Probably, almost all of them.
A couple of days ago, Victor Mair wrote about some provocative behavior on the part of "Kŏng Qìngdōng 孔庆东, associate professor in the Chinese Department at Peking University, who also just happens to be the 73rd generation descendant of Confucius (Kǒng Fūzǐ 孔夫子 ; Kǒng Qiū 孔丘), or at least he claims to be a descendant of Confucius." . . .
[In numerical geneological models there was] a threshold, let us say Un generations ago, before which ancestry of the present-day population was an all or nothing affair. That is, each individual living at least Un generations ago was either a common ancestor of all of today's humans or an ancestor of no human alive today. Thus, among all individuals living at least Un generations ago, each present-day human has exactly the same set of ancestors. We refer to this point in time as the identical ancestors (IA) point. . . .
Within China, there's been more than enough mixing to ensure that by now, if anyone is a descendent of Confucius, everyone is.
From here.
The date for a most recent common ancestor of all members of a population by any line of descent is generally (and logically) considerably more recent than the identical ancestor point.
Also, realistically, there is enough non-randomness and structure in human reproductive choices that "almost everyone is" to a very high percentage figure (perhaps 99.999%+) is probably quite more likely to be the case than literally "every single person is." There might be only 12,000 people or less in China who are not descended from Confucius at all, but in real life, there are probably some people who are not.
An exploration of the kind of assumptions one has to make to reach these conclusions is explored in the linked post. Suffice it to say that the results are quite robust with range of numerical values for assumptions in population models that is much broader than intuition would suggest producing similar historical points at which all persons in a population have a shared common ancestors and an identical set of ancestors (not necessarily in the same proportions) respectively.
I have not quoted an estimate in the original post regarding the likelihood that someone in China has a least one of their genes derived from Confucius because, as pointed out in the comments to that post, the estimate is profoundly wrong.
The actual probability that a Han Chinese person has a gene derived from Confucius from some ancestor is actually on the order of 2.5% (assuming that there are about 25,000 genes in humans) not "3 chances in a quintillion" as the original post claims, because the original post ignores that fact that most people will have multiple lines of descent to the same historical person.
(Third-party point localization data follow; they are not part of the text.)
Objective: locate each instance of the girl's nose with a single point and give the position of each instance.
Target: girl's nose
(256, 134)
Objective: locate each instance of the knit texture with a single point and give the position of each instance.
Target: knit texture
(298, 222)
But, the underlying point, that having someone in your geneology does not necessarily mean that you have any genetic descent from them several dozen generations later, is a valid point.
As a footnote, the increasingly strong possibility that most people in a large population will have multiple lines of descent (indeed a great many multiple lines of descent) to most or all of the total set of people who are ancestral to the current population, is very much the same kind of observation that makes it heuristically very likely that Goldbach's Conjecture is true for all very large numbers.
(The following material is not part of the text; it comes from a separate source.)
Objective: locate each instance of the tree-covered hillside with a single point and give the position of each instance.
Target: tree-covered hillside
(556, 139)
The identical ancestor point has some very practical implications for population genetics. For example, the closed set of ancestors implies that, with the exception of mutations that have happened since the identical ancestor point and managed to remain in the gene pool, that the set of genes present in someone in the population is closed at the IA date.
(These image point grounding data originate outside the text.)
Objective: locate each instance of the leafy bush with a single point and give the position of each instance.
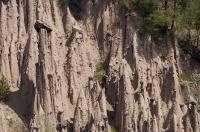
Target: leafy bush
(100, 73)
(4, 89)
(191, 83)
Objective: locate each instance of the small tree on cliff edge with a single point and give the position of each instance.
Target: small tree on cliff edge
(4, 89)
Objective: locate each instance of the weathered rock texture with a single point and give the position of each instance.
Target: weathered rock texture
(52, 71)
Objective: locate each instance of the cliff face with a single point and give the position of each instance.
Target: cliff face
(51, 72)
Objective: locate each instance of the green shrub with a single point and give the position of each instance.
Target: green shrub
(192, 83)
(4, 89)
(100, 73)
The way the numbers work out, a population that isn't fully isolated from another population is typically going to have an IA date that is certainly within the Holocene era (i.e. about twelve thousand years ago) and typically somewhere within the historic era (i.e. about six thousand years ago). Of course, sustained periods of complete isolation of different populations from each other pushes the IA date back to sometime before the populations were separated. But even slight amounts of population exchange for a surprisingly small number of generations can dramatically reduce the time frame in which everyone in two populations have a most recent common ancestor or identical ancestors.